“Quinn,” Turcotte said. “Status on the weapon?” Leahy’s voice responded, “I think it’s ready.”
Turcotte bit off his retort. He realized her life in academia had not exactly prepared her for the realities of their current predicament.
“Six hundred kilometers,” Yakov announced. “Leahy’s set up a remote firing system for the Tesla gun.”
Gun? Turcotte wondered. They didn’t even know if it would work. “What kind of range does she think we can fire from?” he asked.
“The closer the better.”
Again, Turcotte choked down a smart-ass retort. He considered the situation and came up with the only possible solution. “We don’t know what kind of armament this ship we’re approaching has. Tell Leahy if it fires anything at us, she fires immediately. If it doesn’t fire, let’s get within five hundred meters. Then she fires, hopefully breaches the hull, and we assault.”
“And if the weapon doesn’t breach?” Captain Manning asked.
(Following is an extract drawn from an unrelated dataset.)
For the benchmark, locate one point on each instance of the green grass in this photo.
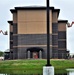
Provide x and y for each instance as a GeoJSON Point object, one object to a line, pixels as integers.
{"type": "Point", "coordinates": [33, 65]}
Turcotte shrugged even though no one could see the gesture inside the TASC suit. He was tired of being the one people turned to for plans in situations where there were no established parameters from which to work. “Then we back off and lob a Cruise missile at the damn thing.”
“And Ms. Duncan?” Yakov asked.
“Now you’re worried about her?” Turcotte didn’t wait for a response. “We don’t have any choice. We’ve got to stop the Swarm first. If we can rescue her, fine. I don’t see any other way to do this. Do you?”
A long silence answered his question.
“One hundred kilometers and slowing,” Yakov finally said. “It’s no longer trying to evade.” “Open the cargo doors,” Turcotte ordered.
A fifty-meter-wide door slid open in front of the team. Turcotte looked ahead but he couldn’t see the Swarm ship, even when he shifted to night-vision mode. It was somewhere against the blackness of space.
“Fifty kilometers.”
“Anyone see it?” Turcotte asked. No answer.
“Ten kilometers.”
“I see something,” one of the team members called out. “Ahead and slightly to the right.”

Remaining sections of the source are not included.